We had no honeymoon. It didn't matter to me at the time. Being a loner throughout much of my teens had taken its toll. I thought more of my feelings and assumed that my wife would feel the same. I had what I wanted. She was mine. I'd waited long enough. She was everything for me and I could see nothing ever changing that.

Life was great being that naïve. We had just enough money to ensure that we had food and shelter. There were times I can remember going to use the shampoo and finding the contents of the bottle frozen solid and the times we would go to the supermarket. I would be taking things out of the shopping trolley and putting them back on the shelf as quickly as my wife was taking them off of the shelf and putting them in the trolley. I realise that people have harder times than we had, but the reality of the situation was that those times were fun. We had little in the way of material things but we had each other. That was enough then. I look back at those times and still I wonder what happened to change things. We were so very much in love.
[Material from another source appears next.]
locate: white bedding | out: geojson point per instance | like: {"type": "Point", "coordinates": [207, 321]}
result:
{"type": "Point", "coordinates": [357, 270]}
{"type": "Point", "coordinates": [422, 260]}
The month after we married I left the bank. My wife said it was the right thing to do because I wasn't happy there. It was so easy. She said leave and I left. I took a job selling insurance. We thought that we had little money when I was working in the bank but at least the money that we did have was regular. Now we really didn't have any money. My wife was working at a jeweller. The pay was poor but she liked it. What she earned covered our new mortgage but it was planned that my wage would cover the other luxuries such as food. It didn't. My wife's mother started to appear with food parcels. She had only given our marriage six months before her daughter would be back at home. She mellowed. All that we had been through before seemed to have been forgotten. I had pride but I also had hunger. I accepted the gifts reluctantly but not too reluctantly that they might have been taken back. My mother would have described our existence as being hand to mouth should she have found out. We didn't tell her. She still had hope that I would see the error of my ways and carry on my education through to university. I'm sure she would have helped if I had asked her to but I would never have asked.